Zu dieser Zeit lud die Ruhr köstlich zum Bade. 100 Jahre später tat sie dies unbesorgt wieder. Etwa um 1934 lag unterhalb der Villa Wiese eine Badeanstalt im Wasser, als simple Holzkonstruktion in den Strom gesetzt und verankert. Das Ruhrwasser strömte nordwärts hinein und südlich heraus. Wer dort schwimmen lernte, musste gegen den Strom an. Später hat ein schweres Hochwasser diese schöne, so arg geliebte Badeanstalt zertrümmert.

Zwischen dem von der Ruhr begeisterten Mendelssohn-Bartholdy 1834 und den nicht minder ruhrverliebten Werdenern um 1934 ging es dem Fluss sehr schlecht. Die stark gewordene Industrialisierung und der ungeordnete Großzuzug von Menschen bewirkte auch eine Verseuchung der Flüsse. Um die Jahrhundertwende bahnte sich eine Katastrophe an: 1901 brach in Gelsenkirchen eine Typhus-Epidemie aus, die auf Essen übergriff und Werden mit leiden ließ.

Schwere Typhus-Epidemie

Die Archivare der katholischen Gemeinde Werden, Johannes Fischer und Franz-Josef Schmitt, ermittelten aus Dokumentationen: „Die Sterblichkeitsrate in Werden lag von 1895 bis 1905 besonders hoch, erschreckend hoch aber vor allem 1901“. Der damalige Werdener Pfarrer Lambert Gisberts (1883 bis 1911 im Amt) musste, der mündlichen Überlieferung nach, an einem einzigen Tag 37 Opfer beerdigen.

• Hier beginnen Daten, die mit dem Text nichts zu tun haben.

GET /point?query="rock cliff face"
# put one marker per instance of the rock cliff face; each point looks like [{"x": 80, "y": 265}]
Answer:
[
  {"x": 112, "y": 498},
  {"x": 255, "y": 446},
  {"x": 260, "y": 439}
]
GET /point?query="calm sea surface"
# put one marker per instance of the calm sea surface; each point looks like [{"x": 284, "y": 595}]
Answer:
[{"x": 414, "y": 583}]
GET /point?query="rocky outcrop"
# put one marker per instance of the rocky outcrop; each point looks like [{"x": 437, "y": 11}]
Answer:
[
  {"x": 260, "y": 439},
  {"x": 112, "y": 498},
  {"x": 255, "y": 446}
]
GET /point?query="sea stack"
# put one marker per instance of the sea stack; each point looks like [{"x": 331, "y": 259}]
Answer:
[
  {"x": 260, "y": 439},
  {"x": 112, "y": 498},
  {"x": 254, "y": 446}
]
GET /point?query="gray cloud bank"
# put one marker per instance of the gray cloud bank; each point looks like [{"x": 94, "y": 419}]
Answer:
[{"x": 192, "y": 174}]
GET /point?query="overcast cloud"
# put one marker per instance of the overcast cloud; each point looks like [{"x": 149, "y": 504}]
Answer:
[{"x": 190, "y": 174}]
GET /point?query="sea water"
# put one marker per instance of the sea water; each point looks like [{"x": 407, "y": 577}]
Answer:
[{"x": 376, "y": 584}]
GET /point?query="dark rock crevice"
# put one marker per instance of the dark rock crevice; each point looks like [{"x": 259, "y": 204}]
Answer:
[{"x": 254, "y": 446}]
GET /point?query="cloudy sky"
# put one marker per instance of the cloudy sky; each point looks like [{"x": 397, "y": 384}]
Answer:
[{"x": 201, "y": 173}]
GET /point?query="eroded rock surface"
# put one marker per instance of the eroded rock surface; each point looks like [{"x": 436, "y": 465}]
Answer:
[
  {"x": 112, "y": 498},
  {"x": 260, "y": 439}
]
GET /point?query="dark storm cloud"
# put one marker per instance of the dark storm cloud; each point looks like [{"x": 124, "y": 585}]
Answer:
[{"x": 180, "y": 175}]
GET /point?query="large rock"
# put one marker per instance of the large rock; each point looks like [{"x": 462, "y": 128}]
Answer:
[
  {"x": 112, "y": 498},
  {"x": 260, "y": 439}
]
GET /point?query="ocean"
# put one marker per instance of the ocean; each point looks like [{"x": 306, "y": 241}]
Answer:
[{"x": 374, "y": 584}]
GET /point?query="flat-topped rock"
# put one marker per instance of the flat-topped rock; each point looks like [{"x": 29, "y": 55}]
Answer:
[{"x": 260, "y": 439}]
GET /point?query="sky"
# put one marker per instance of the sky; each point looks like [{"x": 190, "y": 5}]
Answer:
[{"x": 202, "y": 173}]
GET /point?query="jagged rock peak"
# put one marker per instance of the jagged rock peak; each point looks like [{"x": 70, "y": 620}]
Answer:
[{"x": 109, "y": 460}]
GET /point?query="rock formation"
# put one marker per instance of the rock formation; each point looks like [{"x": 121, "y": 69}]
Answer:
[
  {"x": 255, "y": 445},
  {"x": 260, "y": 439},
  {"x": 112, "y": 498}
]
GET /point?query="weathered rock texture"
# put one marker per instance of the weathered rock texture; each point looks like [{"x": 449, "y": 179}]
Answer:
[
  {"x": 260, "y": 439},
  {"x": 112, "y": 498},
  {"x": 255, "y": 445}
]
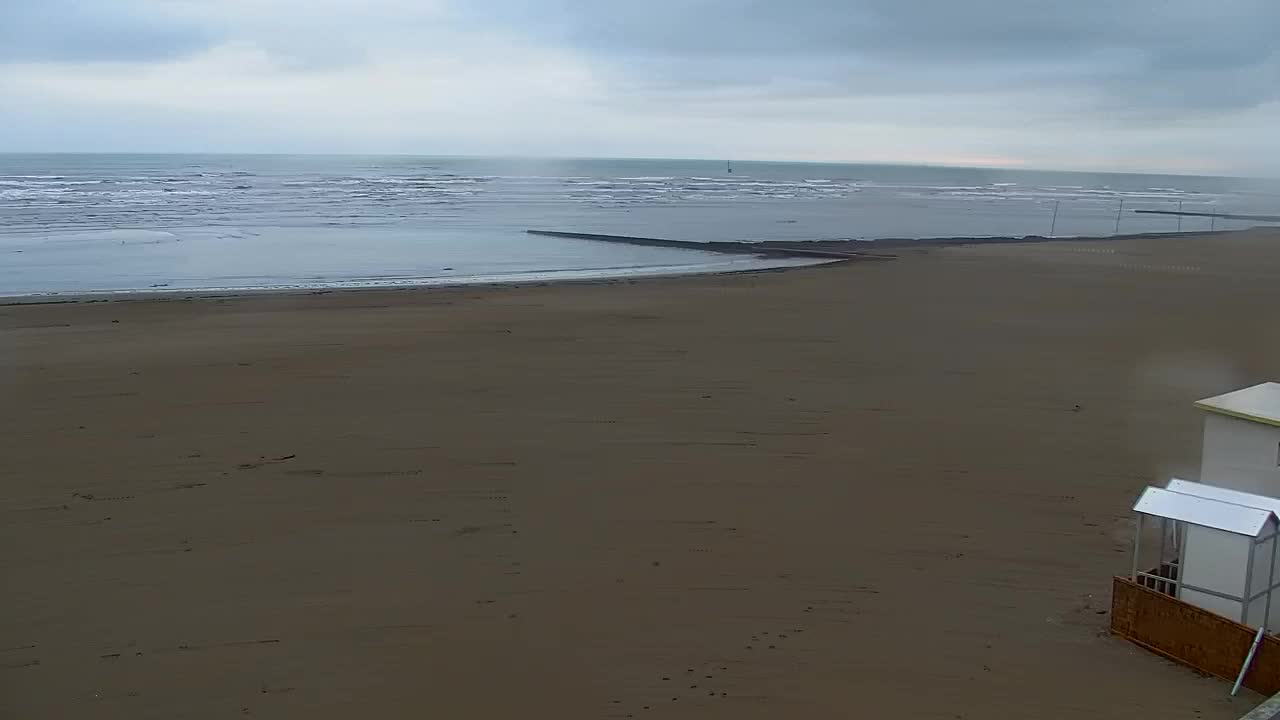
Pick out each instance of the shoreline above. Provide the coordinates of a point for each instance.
(874, 488)
(855, 250)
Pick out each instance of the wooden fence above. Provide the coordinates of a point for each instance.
(1192, 636)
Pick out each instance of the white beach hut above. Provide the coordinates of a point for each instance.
(1242, 440)
(1220, 551)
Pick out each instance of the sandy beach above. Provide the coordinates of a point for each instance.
(868, 490)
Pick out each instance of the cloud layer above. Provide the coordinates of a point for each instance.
(1161, 85)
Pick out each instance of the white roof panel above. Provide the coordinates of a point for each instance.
(1225, 495)
(1260, 404)
(1203, 511)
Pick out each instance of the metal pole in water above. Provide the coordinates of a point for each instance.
(1248, 660)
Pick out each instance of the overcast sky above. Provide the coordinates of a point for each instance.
(1121, 85)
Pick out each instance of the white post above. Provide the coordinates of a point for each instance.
(1137, 546)
(1248, 660)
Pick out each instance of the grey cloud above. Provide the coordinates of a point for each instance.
(39, 31)
(1129, 58)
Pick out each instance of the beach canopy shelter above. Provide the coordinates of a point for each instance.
(1217, 548)
(1242, 440)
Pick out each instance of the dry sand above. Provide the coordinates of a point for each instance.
(837, 492)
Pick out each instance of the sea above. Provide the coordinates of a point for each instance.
(73, 224)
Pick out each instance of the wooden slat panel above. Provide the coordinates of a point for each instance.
(1192, 636)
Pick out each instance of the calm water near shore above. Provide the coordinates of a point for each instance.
(86, 223)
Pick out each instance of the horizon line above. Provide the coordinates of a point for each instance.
(480, 156)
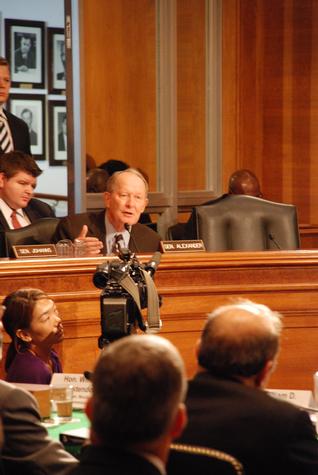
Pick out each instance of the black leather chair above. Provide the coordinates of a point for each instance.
(195, 460)
(240, 222)
(39, 232)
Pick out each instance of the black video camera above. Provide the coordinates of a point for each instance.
(128, 288)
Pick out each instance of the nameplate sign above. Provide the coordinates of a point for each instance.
(298, 397)
(183, 246)
(82, 388)
(34, 250)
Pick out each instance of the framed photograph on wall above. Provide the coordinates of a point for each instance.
(56, 61)
(31, 109)
(24, 41)
(57, 132)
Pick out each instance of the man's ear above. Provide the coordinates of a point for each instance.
(106, 199)
(197, 347)
(179, 422)
(23, 335)
(2, 177)
(146, 204)
(89, 408)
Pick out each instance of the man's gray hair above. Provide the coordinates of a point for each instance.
(111, 182)
(138, 384)
(238, 339)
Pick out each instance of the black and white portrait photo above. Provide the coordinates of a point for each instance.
(28, 116)
(24, 52)
(58, 133)
(30, 108)
(24, 49)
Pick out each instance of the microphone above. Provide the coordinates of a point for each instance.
(128, 227)
(272, 238)
(153, 264)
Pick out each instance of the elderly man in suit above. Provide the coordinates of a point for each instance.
(14, 133)
(18, 176)
(136, 409)
(25, 444)
(227, 406)
(125, 200)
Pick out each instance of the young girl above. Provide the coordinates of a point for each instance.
(33, 323)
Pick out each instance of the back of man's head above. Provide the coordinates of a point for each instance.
(239, 339)
(13, 162)
(138, 385)
(244, 182)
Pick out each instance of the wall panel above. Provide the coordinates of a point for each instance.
(120, 81)
(270, 107)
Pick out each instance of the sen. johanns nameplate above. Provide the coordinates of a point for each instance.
(34, 250)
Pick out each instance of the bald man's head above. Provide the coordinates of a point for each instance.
(239, 339)
(244, 182)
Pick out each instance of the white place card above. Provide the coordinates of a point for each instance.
(82, 388)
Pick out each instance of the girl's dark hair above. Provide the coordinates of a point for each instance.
(19, 307)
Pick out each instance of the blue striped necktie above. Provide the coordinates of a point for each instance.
(5, 139)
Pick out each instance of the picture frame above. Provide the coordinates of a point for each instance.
(56, 61)
(31, 109)
(24, 41)
(57, 133)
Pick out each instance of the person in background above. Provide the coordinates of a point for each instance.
(125, 200)
(26, 447)
(33, 323)
(18, 177)
(227, 406)
(62, 138)
(14, 133)
(96, 180)
(61, 76)
(241, 182)
(137, 409)
(244, 182)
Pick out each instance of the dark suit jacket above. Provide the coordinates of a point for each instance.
(99, 460)
(142, 239)
(29, 61)
(268, 436)
(35, 210)
(27, 447)
(20, 133)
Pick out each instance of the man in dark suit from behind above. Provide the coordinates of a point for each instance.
(125, 200)
(227, 406)
(18, 177)
(241, 182)
(17, 129)
(136, 409)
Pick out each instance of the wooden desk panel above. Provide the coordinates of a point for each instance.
(191, 286)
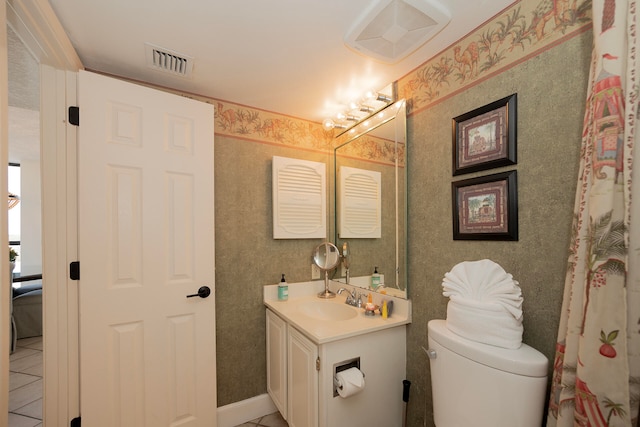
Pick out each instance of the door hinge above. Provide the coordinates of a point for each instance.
(74, 115)
(74, 270)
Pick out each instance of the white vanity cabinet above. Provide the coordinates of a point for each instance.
(277, 361)
(302, 380)
(307, 369)
(292, 377)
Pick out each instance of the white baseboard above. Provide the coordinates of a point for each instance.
(246, 410)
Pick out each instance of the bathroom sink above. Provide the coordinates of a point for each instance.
(327, 310)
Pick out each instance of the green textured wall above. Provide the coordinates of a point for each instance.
(551, 90)
(247, 258)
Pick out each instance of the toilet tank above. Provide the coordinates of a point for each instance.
(480, 385)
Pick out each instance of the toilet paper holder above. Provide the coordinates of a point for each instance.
(343, 366)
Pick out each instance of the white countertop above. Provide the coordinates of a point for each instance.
(324, 331)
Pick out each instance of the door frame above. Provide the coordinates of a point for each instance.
(39, 29)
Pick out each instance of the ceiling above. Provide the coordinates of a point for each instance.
(285, 56)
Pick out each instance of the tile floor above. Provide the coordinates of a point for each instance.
(25, 389)
(25, 384)
(271, 420)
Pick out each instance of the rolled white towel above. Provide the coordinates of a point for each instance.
(485, 303)
(484, 322)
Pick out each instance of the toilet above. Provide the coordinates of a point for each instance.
(481, 385)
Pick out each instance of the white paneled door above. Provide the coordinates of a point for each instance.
(146, 242)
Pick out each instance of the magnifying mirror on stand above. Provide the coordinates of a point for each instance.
(327, 257)
(345, 261)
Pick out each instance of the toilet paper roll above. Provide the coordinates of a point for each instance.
(350, 382)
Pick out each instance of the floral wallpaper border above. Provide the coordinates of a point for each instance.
(521, 31)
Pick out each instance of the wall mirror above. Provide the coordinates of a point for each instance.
(379, 150)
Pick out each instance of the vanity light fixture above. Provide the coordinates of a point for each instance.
(358, 111)
(329, 124)
(376, 96)
(14, 199)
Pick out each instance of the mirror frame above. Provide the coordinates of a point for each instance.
(397, 113)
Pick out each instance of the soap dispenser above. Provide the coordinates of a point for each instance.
(375, 279)
(283, 290)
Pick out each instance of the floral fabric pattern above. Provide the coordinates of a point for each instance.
(596, 378)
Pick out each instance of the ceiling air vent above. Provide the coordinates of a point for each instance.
(392, 29)
(168, 61)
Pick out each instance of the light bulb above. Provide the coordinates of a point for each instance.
(328, 124)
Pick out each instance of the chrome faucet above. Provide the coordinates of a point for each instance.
(353, 298)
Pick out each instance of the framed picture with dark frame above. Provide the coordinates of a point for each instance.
(485, 138)
(486, 207)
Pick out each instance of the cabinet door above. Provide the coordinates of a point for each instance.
(302, 381)
(277, 361)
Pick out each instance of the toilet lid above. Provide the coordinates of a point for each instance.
(522, 361)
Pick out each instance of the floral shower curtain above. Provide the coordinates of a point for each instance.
(596, 378)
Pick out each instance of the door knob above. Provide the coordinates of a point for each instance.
(203, 292)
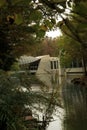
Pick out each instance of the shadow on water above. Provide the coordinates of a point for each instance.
(75, 104)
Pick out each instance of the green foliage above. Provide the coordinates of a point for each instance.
(75, 104)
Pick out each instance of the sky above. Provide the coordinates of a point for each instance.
(54, 34)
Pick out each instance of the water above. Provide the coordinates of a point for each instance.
(74, 114)
(58, 120)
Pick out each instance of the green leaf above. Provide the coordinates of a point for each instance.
(18, 19)
(2, 2)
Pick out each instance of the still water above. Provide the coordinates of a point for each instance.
(73, 114)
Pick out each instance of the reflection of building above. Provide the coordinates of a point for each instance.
(45, 67)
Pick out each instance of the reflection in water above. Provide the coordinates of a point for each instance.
(50, 116)
(75, 103)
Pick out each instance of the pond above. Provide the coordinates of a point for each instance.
(72, 115)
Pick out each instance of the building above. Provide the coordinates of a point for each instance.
(46, 68)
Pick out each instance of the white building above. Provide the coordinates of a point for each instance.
(46, 68)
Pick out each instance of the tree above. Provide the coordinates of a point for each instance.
(75, 26)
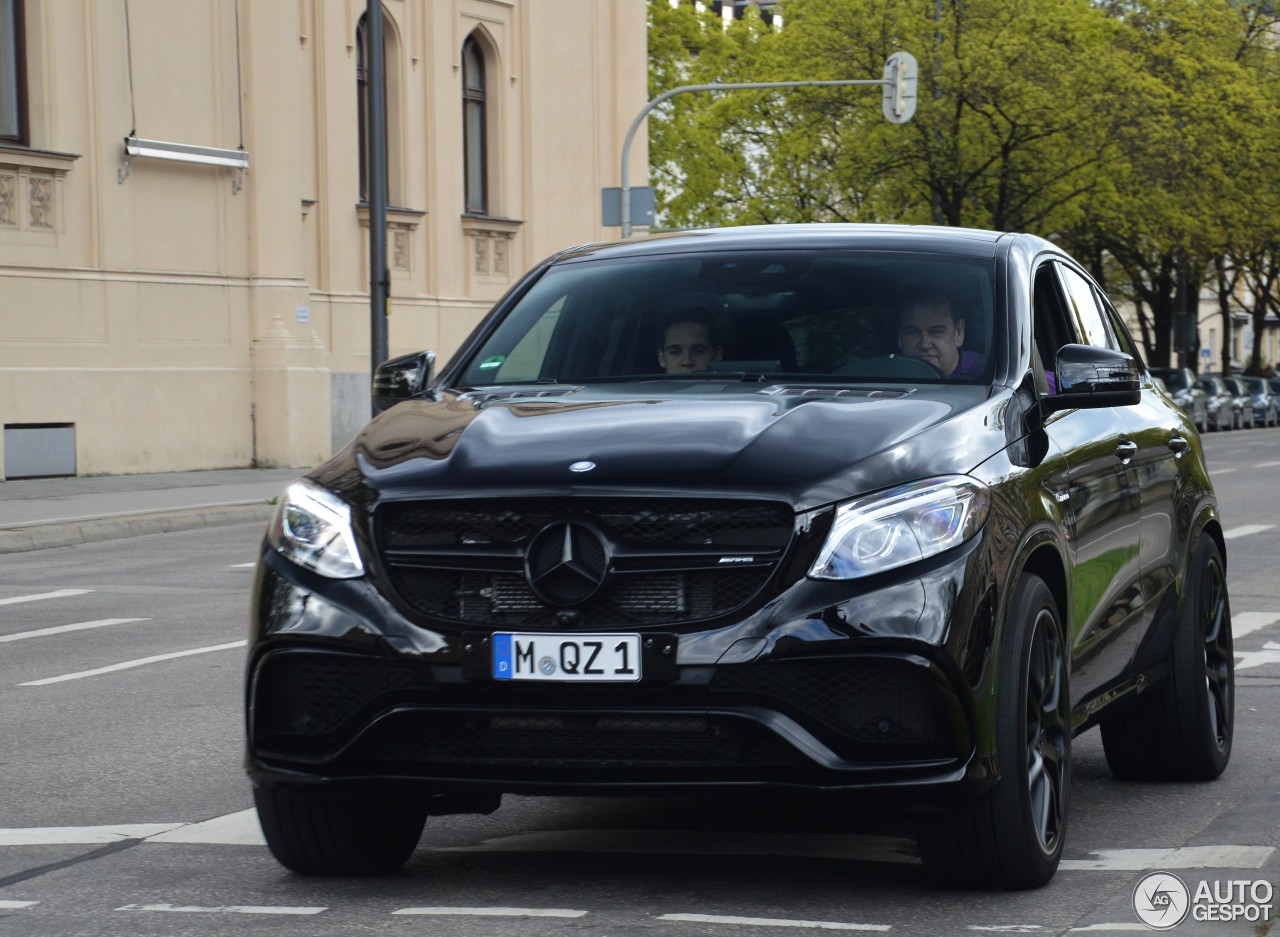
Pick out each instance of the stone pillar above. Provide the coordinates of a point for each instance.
(291, 364)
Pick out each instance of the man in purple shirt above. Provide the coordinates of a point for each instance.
(927, 329)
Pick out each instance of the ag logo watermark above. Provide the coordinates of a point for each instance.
(1161, 900)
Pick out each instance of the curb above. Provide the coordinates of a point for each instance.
(39, 536)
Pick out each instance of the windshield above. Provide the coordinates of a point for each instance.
(805, 315)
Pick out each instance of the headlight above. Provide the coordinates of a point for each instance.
(312, 528)
(901, 526)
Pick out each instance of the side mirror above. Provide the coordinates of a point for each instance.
(1089, 376)
(400, 379)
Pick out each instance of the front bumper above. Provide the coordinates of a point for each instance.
(344, 693)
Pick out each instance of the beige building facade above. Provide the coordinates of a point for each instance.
(168, 309)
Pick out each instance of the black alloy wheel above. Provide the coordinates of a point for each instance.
(1180, 730)
(325, 836)
(1013, 835)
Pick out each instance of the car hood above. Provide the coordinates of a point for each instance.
(808, 451)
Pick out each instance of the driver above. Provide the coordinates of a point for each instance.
(927, 329)
(688, 341)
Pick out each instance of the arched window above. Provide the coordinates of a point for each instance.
(474, 133)
(13, 80)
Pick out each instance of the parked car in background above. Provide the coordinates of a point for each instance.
(1266, 402)
(1188, 394)
(1219, 401)
(1242, 402)
(789, 508)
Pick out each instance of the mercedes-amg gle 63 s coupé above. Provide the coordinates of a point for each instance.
(883, 513)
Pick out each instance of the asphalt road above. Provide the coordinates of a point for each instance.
(124, 810)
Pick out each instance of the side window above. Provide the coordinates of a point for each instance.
(1050, 320)
(1086, 310)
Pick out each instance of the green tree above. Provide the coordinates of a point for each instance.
(1191, 186)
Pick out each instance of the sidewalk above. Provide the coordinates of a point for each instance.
(36, 513)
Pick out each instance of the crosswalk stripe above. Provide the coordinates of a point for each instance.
(1246, 530)
(64, 629)
(127, 664)
(37, 597)
(494, 912)
(223, 909)
(1248, 622)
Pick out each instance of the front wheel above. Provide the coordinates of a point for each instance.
(325, 836)
(1180, 730)
(1011, 836)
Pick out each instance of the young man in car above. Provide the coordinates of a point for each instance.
(927, 329)
(688, 341)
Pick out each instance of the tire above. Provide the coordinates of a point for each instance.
(324, 836)
(1011, 836)
(1180, 730)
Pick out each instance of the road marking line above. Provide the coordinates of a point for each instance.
(1178, 858)
(64, 629)
(127, 664)
(224, 909)
(1247, 622)
(59, 594)
(1247, 530)
(497, 912)
(82, 836)
(771, 922)
(231, 830)
(1248, 659)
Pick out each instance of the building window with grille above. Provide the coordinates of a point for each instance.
(474, 142)
(13, 85)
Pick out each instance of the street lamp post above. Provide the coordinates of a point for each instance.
(379, 277)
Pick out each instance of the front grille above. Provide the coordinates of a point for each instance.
(670, 561)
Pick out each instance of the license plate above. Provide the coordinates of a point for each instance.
(577, 658)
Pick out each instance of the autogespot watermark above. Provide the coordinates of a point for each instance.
(1161, 900)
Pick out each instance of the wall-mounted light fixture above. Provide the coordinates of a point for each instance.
(184, 152)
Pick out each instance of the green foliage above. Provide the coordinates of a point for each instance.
(1143, 135)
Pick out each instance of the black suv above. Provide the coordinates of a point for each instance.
(883, 511)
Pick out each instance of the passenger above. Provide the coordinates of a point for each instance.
(688, 341)
(927, 329)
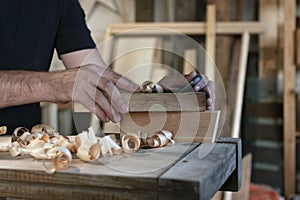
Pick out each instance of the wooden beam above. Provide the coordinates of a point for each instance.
(190, 28)
(186, 126)
(236, 122)
(210, 42)
(243, 193)
(289, 100)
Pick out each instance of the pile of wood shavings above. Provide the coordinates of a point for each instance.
(43, 142)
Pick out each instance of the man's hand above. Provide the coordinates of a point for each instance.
(97, 88)
(175, 83)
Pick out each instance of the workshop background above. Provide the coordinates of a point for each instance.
(270, 86)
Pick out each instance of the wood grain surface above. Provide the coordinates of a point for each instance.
(23, 177)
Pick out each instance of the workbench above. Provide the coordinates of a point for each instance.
(182, 171)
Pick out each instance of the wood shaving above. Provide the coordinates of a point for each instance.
(149, 87)
(43, 142)
(130, 142)
(3, 130)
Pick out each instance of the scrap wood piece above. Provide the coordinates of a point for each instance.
(193, 126)
(61, 159)
(160, 139)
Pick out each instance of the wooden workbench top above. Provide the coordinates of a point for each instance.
(171, 172)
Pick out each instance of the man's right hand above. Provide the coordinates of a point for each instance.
(97, 88)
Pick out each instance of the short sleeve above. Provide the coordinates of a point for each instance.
(73, 33)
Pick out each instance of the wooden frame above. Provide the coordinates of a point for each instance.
(289, 97)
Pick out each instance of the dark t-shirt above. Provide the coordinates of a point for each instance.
(29, 32)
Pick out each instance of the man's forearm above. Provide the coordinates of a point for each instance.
(23, 87)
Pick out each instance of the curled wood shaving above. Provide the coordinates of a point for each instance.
(87, 146)
(130, 142)
(160, 139)
(61, 159)
(149, 87)
(45, 143)
(109, 146)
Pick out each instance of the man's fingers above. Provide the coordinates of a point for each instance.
(120, 81)
(109, 110)
(113, 94)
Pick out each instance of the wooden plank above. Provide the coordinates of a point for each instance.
(186, 126)
(289, 105)
(271, 110)
(192, 172)
(298, 47)
(246, 179)
(240, 85)
(23, 177)
(272, 178)
(269, 53)
(210, 41)
(264, 154)
(160, 102)
(263, 132)
(144, 10)
(190, 28)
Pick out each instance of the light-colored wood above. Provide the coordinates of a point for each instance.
(186, 126)
(243, 193)
(144, 174)
(196, 28)
(160, 102)
(269, 50)
(298, 47)
(289, 98)
(190, 60)
(194, 171)
(237, 112)
(210, 41)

Dass 33 Jahre danach schon wieder in der Ruhr gebadet werden konnte, war in erster Linie einem Mann zu verdanken: Dr. Karl Imhoff, der sich angesichts des Elends schwor: „Die Reinigung des Wassers soll meine Lebensaufgabe sein“. Nach seinem 1910 verfassten „Ruhr-Gutachten“ wurde 1913 von mehreren Initiatoren gemeinsam der Ruhrverband gegründet, dessen erster Geschäftsführer Dr. Karl Imhoff wurde. Weltweit nannte man ihn „Abwasserpapst von Essen“.

Die Amerikaner ehrten ihn „wegen unschätzbarer Beiträge zur Förderung der Weltgesundheit“. In aller Welt wurden Kläranlagen nach Imhoffs Modell gebaut.

Der Ruhrverband, später unter Leitung von Prof. Dr. Klaus Imhoff , reinigte die Ruhr zum „saubersten Industriefluss Europas“. Tradition und Verpflichtung übernahm dann Prof. Dr. Harro Bode. Ein jährlich heraus gegebener Bericht über die Qualität des Ruhrwassers zeugt vom ständigen Bemühen um die angestrebte ideale Ruhr. In Werden weiß man das zu schätzen.

Aber warum darf Werden immer noch nicht ins Wasser? Frohe Kunde nun für alle, die sprungbereit am Ufer stehen: Ruhrverband und das Institut für Wasserforschung Mülheim arbeiten gemeinsam seit Januar an einem Forschungsprojekt, das bis 2014 zu jenem „konkreten Realisierungskonzept“ führen soll, das da im Volksmund heißt: Wir dürfen wieder im Ruhrwasser schwimmen!